The purpose of this study is to understand the beliefs and behaviors surrounding password management and authentication practices for individuals both in the workplace and at home. The goal was to understand if these beliefs and behaviors align, and why or why not.
The conclusion is that despite the increasing concern regarding privacy and protection online and a greater understanding of the best security practices, individuals and businesses are still falling short. Both parties are in dire need of solutions that will offer both added security and convenience.
“For decades, passwords have been the primary method of authentication used to protect data and accounts from unauthorized access. However, this multi-country research illustrates the difficulties associated with proper password hygiene,” said Stina Ehrensvard, CEO, Yubico. “With every new password breach that we see, it’s become increasingly clear that new security approaches are needed to help individuals manage and protect their accounts both personally and professionally.”
Sixty-three percent of respondents say they have become more concerned about the privacy and security of their personal data over the past two years. Respondents reported being most concerned with Social Security number or citizen ID, payment account details and health information.
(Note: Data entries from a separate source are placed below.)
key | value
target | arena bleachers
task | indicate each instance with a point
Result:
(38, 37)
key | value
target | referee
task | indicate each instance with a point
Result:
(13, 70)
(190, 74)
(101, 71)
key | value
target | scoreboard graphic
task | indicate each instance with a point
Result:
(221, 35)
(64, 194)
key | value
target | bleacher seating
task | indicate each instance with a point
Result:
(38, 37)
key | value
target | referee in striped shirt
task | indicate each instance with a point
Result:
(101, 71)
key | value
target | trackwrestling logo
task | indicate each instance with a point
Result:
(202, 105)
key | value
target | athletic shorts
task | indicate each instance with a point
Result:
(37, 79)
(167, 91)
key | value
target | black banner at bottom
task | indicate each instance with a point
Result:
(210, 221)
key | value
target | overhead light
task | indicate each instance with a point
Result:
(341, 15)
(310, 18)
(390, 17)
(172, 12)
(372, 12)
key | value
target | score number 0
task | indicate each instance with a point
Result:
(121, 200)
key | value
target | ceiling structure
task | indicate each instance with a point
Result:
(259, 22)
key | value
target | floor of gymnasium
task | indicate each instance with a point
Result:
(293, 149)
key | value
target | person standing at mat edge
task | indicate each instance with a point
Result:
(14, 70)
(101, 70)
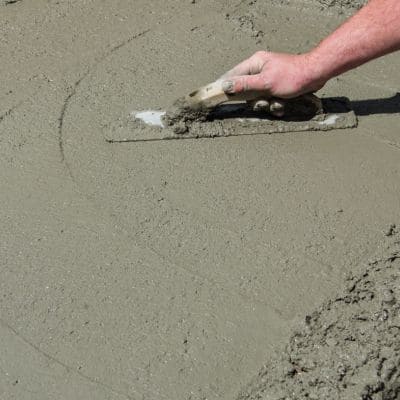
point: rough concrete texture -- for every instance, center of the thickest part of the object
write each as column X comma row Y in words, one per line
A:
column 170, row 270
column 349, row 348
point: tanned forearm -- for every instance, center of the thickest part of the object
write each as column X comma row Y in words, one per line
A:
column 373, row 32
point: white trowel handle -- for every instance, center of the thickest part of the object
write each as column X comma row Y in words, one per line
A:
column 211, row 95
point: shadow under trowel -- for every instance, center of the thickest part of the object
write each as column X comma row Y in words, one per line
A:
column 390, row 105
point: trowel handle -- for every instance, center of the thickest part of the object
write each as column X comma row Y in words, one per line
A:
column 211, row 95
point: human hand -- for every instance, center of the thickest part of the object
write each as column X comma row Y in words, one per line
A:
column 276, row 76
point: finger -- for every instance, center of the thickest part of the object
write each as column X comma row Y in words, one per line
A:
column 277, row 108
column 247, row 83
column 260, row 105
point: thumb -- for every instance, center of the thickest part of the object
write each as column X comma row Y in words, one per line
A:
column 245, row 83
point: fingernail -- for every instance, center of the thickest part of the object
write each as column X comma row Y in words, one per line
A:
column 227, row 86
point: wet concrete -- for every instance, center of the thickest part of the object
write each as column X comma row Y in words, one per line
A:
column 171, row 269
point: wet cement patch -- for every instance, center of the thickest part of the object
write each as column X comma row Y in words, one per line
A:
column 226, row 120
column 349, row 348
column 168, row 270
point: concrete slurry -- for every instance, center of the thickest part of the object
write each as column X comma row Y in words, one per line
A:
column 171, row 269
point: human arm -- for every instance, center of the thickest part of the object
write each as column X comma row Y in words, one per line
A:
column 372, row 32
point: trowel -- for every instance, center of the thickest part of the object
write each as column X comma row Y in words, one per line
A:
column 210, row 112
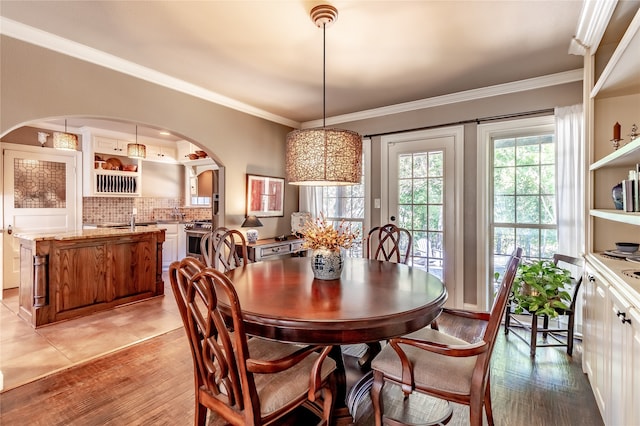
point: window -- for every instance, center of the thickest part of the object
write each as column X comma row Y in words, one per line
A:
column 523, row 184
column 347, row 203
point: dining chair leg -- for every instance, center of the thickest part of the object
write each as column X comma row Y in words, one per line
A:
column 534, row 334
column 487, row 401
column 201, row 414
column 507, row 318
column 475, row 411
column 373, row 349
column 570, row 335
column 376, row 397
column 545, row 326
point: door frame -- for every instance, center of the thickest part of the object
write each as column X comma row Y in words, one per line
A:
column 455, row 282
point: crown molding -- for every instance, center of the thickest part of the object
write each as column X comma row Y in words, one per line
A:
column 593, row 21
column 465, row 96
column 67, row 47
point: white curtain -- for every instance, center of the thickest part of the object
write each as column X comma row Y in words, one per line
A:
column 310, row 200
column 570, row 173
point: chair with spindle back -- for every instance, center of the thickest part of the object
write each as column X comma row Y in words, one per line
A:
column 446, row 366
column 387, row 243
column 244, row 381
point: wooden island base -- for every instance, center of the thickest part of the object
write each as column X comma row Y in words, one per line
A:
column 73, row 274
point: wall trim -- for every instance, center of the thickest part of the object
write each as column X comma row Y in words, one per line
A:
column 67, row 47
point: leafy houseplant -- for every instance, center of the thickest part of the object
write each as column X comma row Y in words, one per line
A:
column 540, row 288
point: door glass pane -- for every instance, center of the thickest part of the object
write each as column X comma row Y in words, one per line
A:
column 420, row 206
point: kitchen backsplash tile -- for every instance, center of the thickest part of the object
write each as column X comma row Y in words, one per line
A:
column 98, row 210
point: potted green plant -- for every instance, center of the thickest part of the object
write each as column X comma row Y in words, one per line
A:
column 540, row 288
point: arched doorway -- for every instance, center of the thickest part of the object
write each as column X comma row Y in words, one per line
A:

The reason respondents reported being more concerned about their privacy was due to government surveillance (59 percent), and the growing use of mobile devices (51 percent) and connected devices (40 percent).
Almost half of respondents (47 percent) say their companies are most concerned about protecting customer information and 45 percent of respondents say they are most concerned about protecting employee information.
As cyberattacks become more prevalent, vulnerabilities created by poor password and authentication practices lead to attacks such as phishing. More than half of respondents (51 percent) say they have experienced a phishing attack in their personal life, while 44 percent of respondents have experienced a phishing attack at work. However, while phishing attacks are occurring on a frequent basis, 57 percent of respondents who have experienced a phishing attack have not changed their password behaviors.
Approximately two out of three respondents (69 percent) admit to sharing passwords with their colleagues in the workplace to access accounts and more than half of respondents (51 percent) reuse an average of five passwords across their business and/or personal accounts. Furthermore, added protection beyond a username and password, in the form of two-factor authentication, is not widely used. Sixty-seven percent of respondents do not use any form of two-factor authentication in their personal life and 55 percent of respondents do not use it at work.
It is increasingly clear that new security approaches are needed to help individuals manage and protect their passwords both personally and professionally. On average, respondents report having to spend an average of 12.6 minutes each week or 10.9 hours per year entering and/or resetting passwords. Based on the average headcount in this research of almost 15,000, we estimate the annual cost of productivity and labor loss per company averages $5.2 million annually.
Because managing passwords is inconvenient and cumbersome, 57 percent of respondents expressed a preference for passwordless logins that protect their identity. Fifty-six percent of respondents believe that a physical hardware token offers better security.